Along with encouraging students to keep up with their class work, UP hosts workshops with topics that range from relationships and sexual education to financial literacy. Many of these issues aren’t covered in schools, so organizers’ main focuses are on social-emotional and skill building techniques. These topics aim at addressing techniques ranging from cooking to fundraising and public speaking.

Conversations and discussions can get heavy, but there are many therapeutic aspects of the center ready to alleviate any tension – from the games available to play like Xbox, Wii and Guitar Hero to the art murals on the walls. While you’re walking around the center, you’ll most likely find yourself entangled in a playful moment with of one of UP’s family of cats. The building is outfitted with catwalks and cat doors and their easygoing and sensitive nature adds another therapeutic element to the space.

UP’s engagement with the community is motivated by the needs of the people. Along with persistent hunger, gun violence is another issue that UP participants have committed themselves to being a part of resolving. In this vein, UP will be hosting a gun buyback event on Saturday, Dec. 15, from 8 a.m. to noon.

Later in the month UP will be hosting their annual Community Christmas Celebration, at which staff donate dozens of items in a toy drive in order to supply children in need with a feeling of significance and inclusion during the holiday.

UP’s engagement with the community is motivated by the needs of the people.

It hasn’t taken long for athletes like San Francisco native Steph Curry and Colin Kaepernick to donate more than $10,000 to UP. If you haven’t yet, please join in showing your support for UP and their mission in being proactive about preventing violence by providing a safe space for marginalized groups to commune, collaborate and get involved in a wide range of workshops and activities as an alternative to being on the streets.

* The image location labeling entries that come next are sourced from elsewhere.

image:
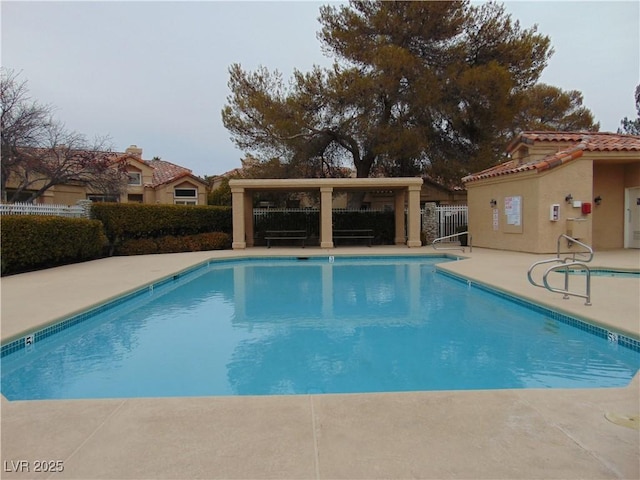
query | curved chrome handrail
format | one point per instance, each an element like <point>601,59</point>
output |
<point>566,291</point>
<point>541,262</point>
<point>565,263</point>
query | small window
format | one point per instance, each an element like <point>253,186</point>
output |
<point>135,178</point>
<point>186,192</point>
<point>102,198</point>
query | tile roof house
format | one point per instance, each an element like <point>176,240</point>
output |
<point>584,184</point>
<point>149,181</point>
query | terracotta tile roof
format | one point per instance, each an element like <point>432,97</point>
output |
<point>594,141</point>
<point>588,142</point>
<point>165,172</point>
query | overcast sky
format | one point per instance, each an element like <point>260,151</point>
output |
<point>155,73</point>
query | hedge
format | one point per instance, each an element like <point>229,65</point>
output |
<point>173,244</point>
<point>129,221</point>
<point>31,242</point>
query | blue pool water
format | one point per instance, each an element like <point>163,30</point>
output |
<point>297,326</point>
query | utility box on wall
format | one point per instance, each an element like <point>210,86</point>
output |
<point>577,228</point>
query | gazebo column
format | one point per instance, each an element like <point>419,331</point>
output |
<point>238,214</point>
<point>326,217</point>
<point>413,216</point>
<point>248,217</point>
<point>399,216</point>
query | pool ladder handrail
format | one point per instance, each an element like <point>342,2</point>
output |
<point>439,239</point>
<point>565,264</point>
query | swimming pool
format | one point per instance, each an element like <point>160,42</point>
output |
<point>314,325</point>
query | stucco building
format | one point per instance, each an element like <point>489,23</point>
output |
<point>149,181</point>
<point>583,184</point>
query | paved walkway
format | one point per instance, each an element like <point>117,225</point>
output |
<point>467,434</point>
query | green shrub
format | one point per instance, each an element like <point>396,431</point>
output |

This is especially valuable for children of color from families in poverty who are most vulnerable to being trapped in gang violence. UP’s commitment to free programming gives these vulnerable students access to the resources that the organizations provide and individual donations from mainstream athletes and companies like Whole Foods make students’ access to UP possible.

Students choose to be engaged in community service rather than violence. Youth development naturally happens through their being a part of the workshops and events that UP hosts throughout the year.

Outside of UP’s center local residents are lined up to receive turkeys. – Photo: Amani Sawari

Through connecting students with local residents, we realize that both ends of the spectrum are in need of the service that UP provides. United Playaz is a diamond in our community, shining light through every aspect of its mission at every level.

Beginning with the staff, many of whom are formerly incarcerated, they shine a light into the students that they serve by sharing wisdom from their own personal experiences. That light continues to reflect through the students’ involvement.

We transform students from expecting dead-end lives (in the grave or in jail) into the significant change makers of our tomorrow. Knowing that every individual young person has potential, UP staff make it their responsibility to invest into every young person who is seeking the best out of themselves.

Beginning with the staff, many of whom are formerly incarcerated, they shine a light into the students that they serve by sharing wisdom from their own personal experiences. That light continues to reflect through the students’ involvement.

Lastly as we continue to observe each angle of UP’s glow, we recognize the light that the partnership between students and staff shines on the surrounding community. We saw it best during the turkey giveaway as students handed turkeys to residents, “It takes the hood to save the hood”.